Le comenté que nada especial, que había estado trabajando en la huerta, plantando unas lechugas y recogiendo unas patatas. Entonces ella se quedó pensativa (ya se sabe que los norteamericanos… o los ayudas o no tienen capacidad de reacción) y al verme sudoroso, dijo casi a gritos como hubiera descubierto algo: «¡¡¡ Ya entiendo, has trabajado !!!>.

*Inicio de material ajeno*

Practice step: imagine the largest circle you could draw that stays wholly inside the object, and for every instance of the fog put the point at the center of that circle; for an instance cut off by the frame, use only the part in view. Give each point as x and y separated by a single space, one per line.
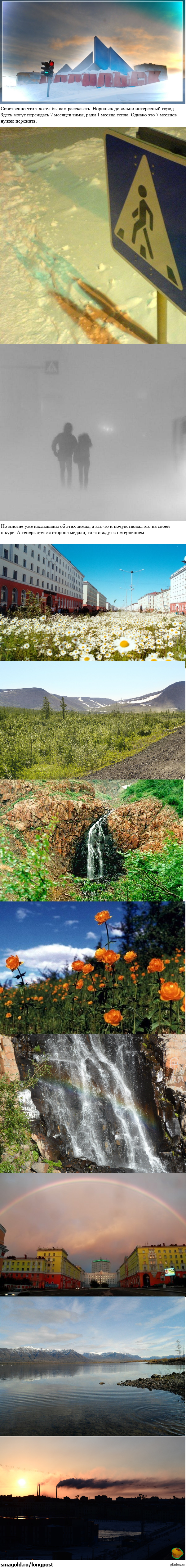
131 407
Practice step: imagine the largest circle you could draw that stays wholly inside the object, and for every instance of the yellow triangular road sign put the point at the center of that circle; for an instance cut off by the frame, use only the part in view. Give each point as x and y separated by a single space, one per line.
141 227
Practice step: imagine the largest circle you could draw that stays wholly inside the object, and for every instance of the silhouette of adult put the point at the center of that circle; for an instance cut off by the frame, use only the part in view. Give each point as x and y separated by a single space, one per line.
65 447
82 459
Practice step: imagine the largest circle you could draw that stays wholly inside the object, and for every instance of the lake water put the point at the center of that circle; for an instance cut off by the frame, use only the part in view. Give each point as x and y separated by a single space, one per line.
88 1401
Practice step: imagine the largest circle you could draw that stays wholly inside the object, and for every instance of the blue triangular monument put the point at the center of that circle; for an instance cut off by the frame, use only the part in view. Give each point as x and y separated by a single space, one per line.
108 59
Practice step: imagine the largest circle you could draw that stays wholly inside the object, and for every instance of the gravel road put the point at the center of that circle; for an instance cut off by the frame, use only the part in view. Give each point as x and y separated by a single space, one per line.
165 760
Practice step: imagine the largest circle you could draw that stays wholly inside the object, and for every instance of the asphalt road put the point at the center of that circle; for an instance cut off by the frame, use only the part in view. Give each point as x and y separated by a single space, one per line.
165 760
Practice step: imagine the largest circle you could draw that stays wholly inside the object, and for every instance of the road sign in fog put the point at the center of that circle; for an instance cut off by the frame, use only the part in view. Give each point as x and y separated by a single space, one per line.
52 367
148 211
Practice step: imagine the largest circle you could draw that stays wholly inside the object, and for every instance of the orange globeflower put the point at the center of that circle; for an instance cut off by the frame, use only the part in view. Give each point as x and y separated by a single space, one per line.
171 992
113 1017
155 967
129 957
13 962
79 964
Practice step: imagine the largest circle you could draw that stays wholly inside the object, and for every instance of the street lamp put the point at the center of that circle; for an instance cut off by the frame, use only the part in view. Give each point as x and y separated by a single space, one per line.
137 573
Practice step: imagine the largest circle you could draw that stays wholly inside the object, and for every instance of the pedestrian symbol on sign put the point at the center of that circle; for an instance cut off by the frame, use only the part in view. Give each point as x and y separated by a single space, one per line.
141 222
140 218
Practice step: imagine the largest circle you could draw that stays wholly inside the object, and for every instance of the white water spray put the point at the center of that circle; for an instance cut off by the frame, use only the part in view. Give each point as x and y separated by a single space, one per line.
93 1101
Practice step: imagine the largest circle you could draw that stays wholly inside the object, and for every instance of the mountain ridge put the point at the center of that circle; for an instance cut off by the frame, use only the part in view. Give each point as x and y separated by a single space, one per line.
166 699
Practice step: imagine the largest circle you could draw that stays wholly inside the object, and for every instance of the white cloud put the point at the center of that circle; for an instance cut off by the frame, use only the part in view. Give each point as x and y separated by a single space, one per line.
47 957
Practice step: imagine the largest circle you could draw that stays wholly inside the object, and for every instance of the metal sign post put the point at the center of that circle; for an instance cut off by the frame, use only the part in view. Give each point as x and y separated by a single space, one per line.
146 178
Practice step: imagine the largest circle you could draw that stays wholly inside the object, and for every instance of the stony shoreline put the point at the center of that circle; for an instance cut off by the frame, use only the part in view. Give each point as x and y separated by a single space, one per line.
171 1384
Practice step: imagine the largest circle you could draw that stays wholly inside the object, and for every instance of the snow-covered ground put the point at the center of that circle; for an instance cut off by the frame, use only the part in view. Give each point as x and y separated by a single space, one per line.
165 92
54 227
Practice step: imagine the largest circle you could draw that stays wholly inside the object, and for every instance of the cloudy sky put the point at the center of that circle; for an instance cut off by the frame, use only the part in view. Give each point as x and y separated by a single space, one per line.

Entonces llegó a la conclusión (yo en un segundo y sin ayuda, bueno hombre) que olía mal porque había trabajado, sí trabajado; es decir, que según ella no pego golpe y cuando hago un esfuerzo físico pues atufo, normal, como todo el mundo. Pero claro, le expliqué que sí, que tiene toda la razón, que cuando hago un esfuerzo apesto, pero que ser periodista tiene su curre pero que darle a una tecla del abecedario en el ordenador no cansa, que si sudas no es por un esfuerzo físico, más bien será psíquico porque no tienes ideas, sufres y….. yo no sufro, y no digo con esto que sea listo, ni mucho menos; los hay listos, pero listos listos, ¡¡¡¡ buf !!! listísimos, si te contara…

Y dime, ¿cómo es el listillo de tu clase?